Al wandelend door de dertiende uitgave (1999) raap ik de mooiste op, woorden als habbekrats, bekotebikkerd, kissebissen, hakketakken, patjepeeër, reutemeteut en rataplan (maar waarom ontbreekt bataklan?). Ik struikel over mithridatiseren, piëzoluminescentielamp en testosteronpropionaat, huppel over witvlekblauwborst en wederwaardigheden, en sta te gruwelen voor updaten (updatete, geüpdated), remplaceren, human resources, wetenschapster.

Het is duidelijk dat Van Dale een oud probleem uit de wereld wil. Toen John Kennedy besliste om Amerikanen naar de maan te sturen, stond bij ons het woord computer nog niet in het woordenboek (het ontbrak nog in de achtste druk van 1961). Dat zal niet meer gebeuren en nu moeten alle remmen dan maar los: cd-rom, spreadsheet, digikid, de hele e-business hoort erin.
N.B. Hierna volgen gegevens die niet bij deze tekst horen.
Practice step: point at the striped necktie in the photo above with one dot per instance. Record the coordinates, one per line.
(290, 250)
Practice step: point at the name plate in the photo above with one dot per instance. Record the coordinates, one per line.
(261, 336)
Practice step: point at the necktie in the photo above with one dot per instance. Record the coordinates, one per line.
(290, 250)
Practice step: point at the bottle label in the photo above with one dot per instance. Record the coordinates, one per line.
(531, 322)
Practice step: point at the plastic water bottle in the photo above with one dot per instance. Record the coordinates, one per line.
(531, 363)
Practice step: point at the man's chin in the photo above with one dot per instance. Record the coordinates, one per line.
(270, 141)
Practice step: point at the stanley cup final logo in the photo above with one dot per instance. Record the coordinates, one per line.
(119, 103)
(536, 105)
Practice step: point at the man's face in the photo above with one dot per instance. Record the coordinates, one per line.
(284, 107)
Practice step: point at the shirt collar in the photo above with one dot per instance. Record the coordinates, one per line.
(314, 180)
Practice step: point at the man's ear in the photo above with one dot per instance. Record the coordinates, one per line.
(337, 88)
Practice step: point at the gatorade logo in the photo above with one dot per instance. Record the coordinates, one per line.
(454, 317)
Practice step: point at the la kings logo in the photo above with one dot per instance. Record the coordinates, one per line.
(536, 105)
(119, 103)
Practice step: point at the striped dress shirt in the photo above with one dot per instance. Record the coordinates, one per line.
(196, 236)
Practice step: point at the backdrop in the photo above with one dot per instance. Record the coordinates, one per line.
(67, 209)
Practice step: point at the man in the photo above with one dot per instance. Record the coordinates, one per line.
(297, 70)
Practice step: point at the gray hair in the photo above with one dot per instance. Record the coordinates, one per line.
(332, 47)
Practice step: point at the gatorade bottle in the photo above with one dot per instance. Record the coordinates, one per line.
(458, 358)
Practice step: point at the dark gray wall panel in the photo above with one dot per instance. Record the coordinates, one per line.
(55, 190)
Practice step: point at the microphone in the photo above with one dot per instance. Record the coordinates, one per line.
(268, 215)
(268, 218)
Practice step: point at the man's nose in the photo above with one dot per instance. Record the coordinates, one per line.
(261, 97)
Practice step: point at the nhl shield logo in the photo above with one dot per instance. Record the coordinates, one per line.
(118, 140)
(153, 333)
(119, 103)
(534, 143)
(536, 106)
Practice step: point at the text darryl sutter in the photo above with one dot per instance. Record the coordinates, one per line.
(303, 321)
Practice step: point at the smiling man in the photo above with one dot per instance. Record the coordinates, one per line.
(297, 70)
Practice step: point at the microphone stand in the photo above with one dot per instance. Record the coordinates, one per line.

Een fraaie is in elk geval klunzenblubber (voor de onvolprezen correctievloeistof), een woord om op zak te hebben voor onmiddellijk gebruik: ‘door het vele geblunder is mijn klunzenblunderflesje leeg.’ Flaterwater zou ook kunnen, maar dat weet Van Dale nog niet. Een kantoorterm die hij wel kent is epibreren, maar door dat geheim te verklappen dreigt de helft van ons zijn baan te verliezen.

Er is helaas ook moois dat verdwijnt, opgevreten door de tijd. Waar is de mingenoot naartoe? In de zesde uitgave van 1924 kwam het woord nog voor, maar sindsdien is het in stilte afgevoerd en zitten we opgescheept met het kouwelijke partner. Zo ook met mingenot. Daarvoor hebben we nu seks, een woord als een klets op de billen (ook seks of sex kwam in 1961 nog niet voor in Van Dale). Seks leidt tot roddelen, een woord dat ook pas in de loop van de twintigste eeuw opdook, al klinkt het als van alle tijden.

Woorden kunnen misleiden, maar zelf misleidt het woordenboek de gebruiker slechts zelden, meen ik te mogen vaststellen. Het monumentale werk bevat onwaarschijnlijk weinig drukfouten, en in de woordomschrijvingen stoot men ook al niet vaak op feitelijke onjuistheden (wel op de onvermijdelijke, bediscussieerbare details). Enkele missers zijn er natuurlijk wel. Onder het lemma heelal bijvoorbeeld: het heelal is niet noodzakelijk oneindig groot (zoals drie regels verder trouwens wordt toegegeven). Allerminst is geen bijwoord van plaats maar van ontkenning. Bij kubus lezen we dat de Rubik-kubus 43 miljard posities heeft, het zijn er in werkelijkheid 43 triljoen. Een kniesoor die daar op let.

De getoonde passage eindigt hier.